New sea ice formation takes place throughout the winter in the Arctic, and Antarctic where frazil forms and coalesces in polynyas or in cold-exposed regions of the open-ocean. Similarly, in seas and lakes, where latent energy is sufficient (waves, swells, fetch, tides, seiche, etc), turbulence mixes the frazil ice down into the upper layer and forms a surface layer of grease ice.

The term ‘grease ice’ follows World Meteorological Organization nomenclature. Grease ice differs from ‘slush’, where slush is similarly created by snow falling into the top layer of an ocean basin, river, or lake. The two terms are related due to the process of ice crystals being blown into a polynya, lake, ocean, or sea which can be the initiation of the grease ice layer, given a minimum level of mixing and cooling on the ocean surface.

==Formation==
When the water surface begins to lose heat rapidly, the water becomes supercooled. Turbulence, caused by strong winds or flow from a river, will mix the supercooled water throughout its entire depth. The supercooled water will already be encouraging the formation of small ice crystals (frazil ice) and the crystals will be mixed into the upper layer and form a surface layer.

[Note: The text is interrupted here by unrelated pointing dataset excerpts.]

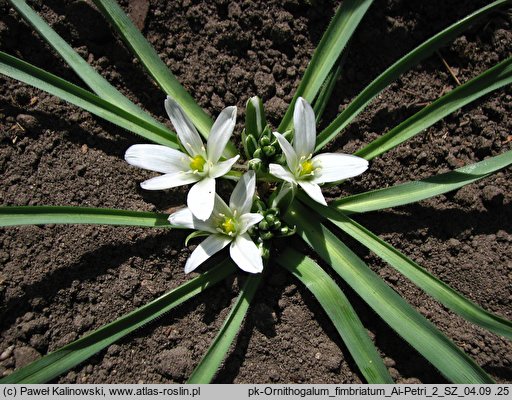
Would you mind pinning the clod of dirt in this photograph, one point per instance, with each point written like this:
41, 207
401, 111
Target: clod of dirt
25, 355
175, 363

Sea ice growth in turbulent water differs from sea ice growth in calm water. In turbulent water, the ice crystals accumulate at the surface, forming a grease-ice layer composed of individual ice crystals and small irregular clumps of ice crystals. In calm water conditions, nilas, a thin, almost invisible elastic crust, forms at the surface as water molecules freeze to the ice-water interface.